AYAN ELIZABETH JOHNSON: Hello, Ira. Thanks for having me back.

IRA FLATOW: Nice to have you. Well, as we say on this show, it is climate week in New York. Activists from around the world are here. There are protests, speeches in the street. Have you been participating? What’s it like?

AYAN ELIZABETH JOHNSON: It is the most amazing collection of people who care about the future of life on Earth in all the different ways. I went to the climate march on Sunday. I’ve been speaking in various press events, going to dinners, meeting old friends, meeting current and, hopefully, future collaborators. It’s a great time to be in New York and just think about what is possible if we each play our part and figure out how to team up.

IRA FLATOW: OK, I want to talk about the ocean, which is the underappreciated hero when it comes to climate change, right?

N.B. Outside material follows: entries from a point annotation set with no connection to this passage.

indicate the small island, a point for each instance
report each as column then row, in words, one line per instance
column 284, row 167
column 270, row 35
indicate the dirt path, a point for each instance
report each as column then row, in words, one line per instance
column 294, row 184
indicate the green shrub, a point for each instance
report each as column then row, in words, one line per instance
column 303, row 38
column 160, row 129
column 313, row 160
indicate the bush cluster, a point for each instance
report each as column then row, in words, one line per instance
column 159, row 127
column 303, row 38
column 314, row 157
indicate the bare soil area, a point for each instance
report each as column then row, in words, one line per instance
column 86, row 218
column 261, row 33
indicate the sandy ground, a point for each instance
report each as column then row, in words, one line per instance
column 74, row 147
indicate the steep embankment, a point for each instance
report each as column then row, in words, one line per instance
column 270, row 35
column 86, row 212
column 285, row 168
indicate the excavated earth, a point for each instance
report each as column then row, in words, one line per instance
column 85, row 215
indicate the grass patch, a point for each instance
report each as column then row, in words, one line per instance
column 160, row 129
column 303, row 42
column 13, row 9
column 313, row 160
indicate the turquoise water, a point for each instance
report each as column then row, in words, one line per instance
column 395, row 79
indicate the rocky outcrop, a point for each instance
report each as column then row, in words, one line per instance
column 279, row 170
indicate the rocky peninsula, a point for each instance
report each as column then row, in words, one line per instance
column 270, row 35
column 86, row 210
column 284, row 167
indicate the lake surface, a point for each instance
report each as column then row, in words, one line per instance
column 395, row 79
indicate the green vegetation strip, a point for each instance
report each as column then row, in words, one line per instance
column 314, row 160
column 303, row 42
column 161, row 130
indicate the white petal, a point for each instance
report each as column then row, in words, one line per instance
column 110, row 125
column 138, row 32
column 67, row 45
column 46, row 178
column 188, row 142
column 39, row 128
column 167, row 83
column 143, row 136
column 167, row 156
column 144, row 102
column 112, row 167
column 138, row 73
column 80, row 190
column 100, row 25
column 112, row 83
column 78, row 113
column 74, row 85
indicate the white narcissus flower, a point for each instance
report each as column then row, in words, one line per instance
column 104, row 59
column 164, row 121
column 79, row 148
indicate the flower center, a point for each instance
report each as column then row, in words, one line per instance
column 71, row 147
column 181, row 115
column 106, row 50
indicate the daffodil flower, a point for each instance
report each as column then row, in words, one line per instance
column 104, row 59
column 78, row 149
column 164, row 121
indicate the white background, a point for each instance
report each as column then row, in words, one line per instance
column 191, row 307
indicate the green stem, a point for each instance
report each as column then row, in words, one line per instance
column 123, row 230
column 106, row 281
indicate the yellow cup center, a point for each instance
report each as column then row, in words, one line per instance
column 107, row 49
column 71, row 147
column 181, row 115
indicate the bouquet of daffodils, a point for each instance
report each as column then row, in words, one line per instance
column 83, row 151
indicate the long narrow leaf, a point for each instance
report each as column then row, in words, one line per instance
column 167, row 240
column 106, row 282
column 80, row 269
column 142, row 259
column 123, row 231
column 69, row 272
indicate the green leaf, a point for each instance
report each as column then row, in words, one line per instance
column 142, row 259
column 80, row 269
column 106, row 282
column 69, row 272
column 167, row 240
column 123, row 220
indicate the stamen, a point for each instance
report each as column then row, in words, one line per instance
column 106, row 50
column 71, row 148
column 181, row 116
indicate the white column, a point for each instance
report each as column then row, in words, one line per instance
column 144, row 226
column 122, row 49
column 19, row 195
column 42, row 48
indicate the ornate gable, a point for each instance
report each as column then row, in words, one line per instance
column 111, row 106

AYAN ELIZABETH JOHNSON: Yeah. The ocean not only has absorbed about a quarter of the carbon dioxide that we’ve emitted into the atmosphere by burning greenhouse gases. But it has also absorbed over 90% of the heat we’ve trapped with those greenhouse gases. So the Earth would be dozens of degrees hotter if it weren’t for the ocean buffering the impacts of all that we humans are throwing at it.

IRA FLATOW: Does it have a limit, though?

AYAN ELIZABETH JOHNSON: Absolutely. The ocean has already increased in temperature about a degree Celsius. And that is having all sorts of impacts on marine life, on ocean currents, on food security, on fisheries, on hurricanes. We know that warmer oceans fuels stronger and wetter storms. So a lot of things are very much out of balance with the ocean.

IRA FLATOW: But your work focuses on climate solutions, right? People are so worried about the climate. Why should we be looking towards the oceans for help, then?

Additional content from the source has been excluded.